Introduction
In contrast to the open nests of birds, nests of reptiles are generally located in the soil or in decaying vegetation where, effectively separated from the atmospheric gaseous environment, eggs may be exposed to relatively low partial pressures of oxygen and correspondingly high partial pressures of carbon dioxide (Ackerman, 1977; Seymour & Ackerman, 1980; Ferguson, 1985; Packard & Packard, 1988). The deviation from atmospheric oxygen and carbon dioxide tensions may be greater during the later stages of incubation due to a high rate of respiration of the embryos (Booth & Thompson, Chapter 20). In addition, the humidity of these nests is high. Consequently, problems of desiccation are reduced thereby allowing eggs to have high conductances to respiratory gases which result in smaller gradients of respiratory gases across the eggshell. These presumably help to maintain the internal gaseous environment within physiological limits even in nests with low oxygen and high carbon dioxide tensions (Booth & Thompson, Chapter 20).
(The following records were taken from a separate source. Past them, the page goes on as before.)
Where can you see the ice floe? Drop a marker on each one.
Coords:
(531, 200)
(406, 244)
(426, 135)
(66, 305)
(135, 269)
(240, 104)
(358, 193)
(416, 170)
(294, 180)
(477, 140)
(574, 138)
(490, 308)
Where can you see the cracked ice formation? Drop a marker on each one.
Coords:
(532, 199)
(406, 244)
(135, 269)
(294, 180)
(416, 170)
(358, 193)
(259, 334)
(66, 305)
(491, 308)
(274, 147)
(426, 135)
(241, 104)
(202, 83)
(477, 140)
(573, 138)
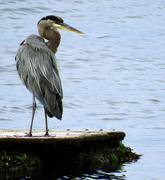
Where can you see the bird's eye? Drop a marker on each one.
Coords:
(22, 42)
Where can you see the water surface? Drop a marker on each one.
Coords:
(113, 76)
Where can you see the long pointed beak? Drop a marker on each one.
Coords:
(67, 27)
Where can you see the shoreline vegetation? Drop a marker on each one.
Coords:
(18, 152)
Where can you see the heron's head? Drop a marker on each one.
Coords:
(54, 22)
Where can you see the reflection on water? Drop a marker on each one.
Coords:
(112, 77)
(69, 171)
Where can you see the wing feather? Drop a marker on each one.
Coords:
(37, 69)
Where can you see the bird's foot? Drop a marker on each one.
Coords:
(47, 134)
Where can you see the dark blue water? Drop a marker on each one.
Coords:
(113, 76)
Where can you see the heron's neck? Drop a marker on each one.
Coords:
(53, 44)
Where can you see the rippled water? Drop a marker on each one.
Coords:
(113, 76)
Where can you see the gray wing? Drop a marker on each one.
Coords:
(37, 69)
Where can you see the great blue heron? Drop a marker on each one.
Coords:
(36, 66)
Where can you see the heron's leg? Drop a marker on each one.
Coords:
(46, 122)
(34, 108)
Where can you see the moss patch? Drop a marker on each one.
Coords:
(17, 161)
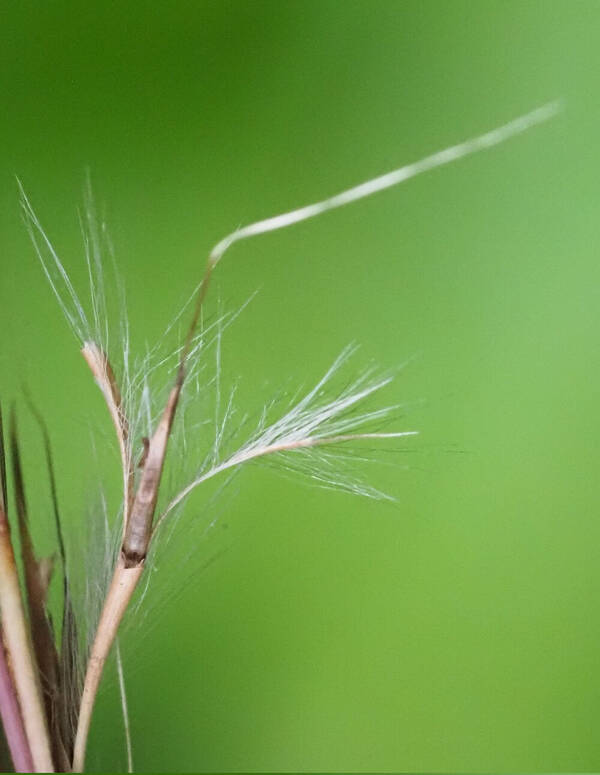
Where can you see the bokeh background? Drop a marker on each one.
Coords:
(459, 629)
In this chapter, we discuss conductance of different types of reptilian eggshell to water and to respiratory gases, making comparisons, where possible, with avian eggs. As eggshell structure is highly variable (Packard & DeMarco, Chapter 5) conductance and allometric relationships are described separately for each major type of shell.
The eggshell as a mediating barrier
Water vapour
In avian eggs, water vapour, oxygen and carbon dioxide all diffuse across the eggshell through the same pathway – discrete pores in the calcareous eggshell; the relative conductance of the shell to these gases is related to their different rates of diffusion (Paganelli, Ackerman & Rahn, 1978).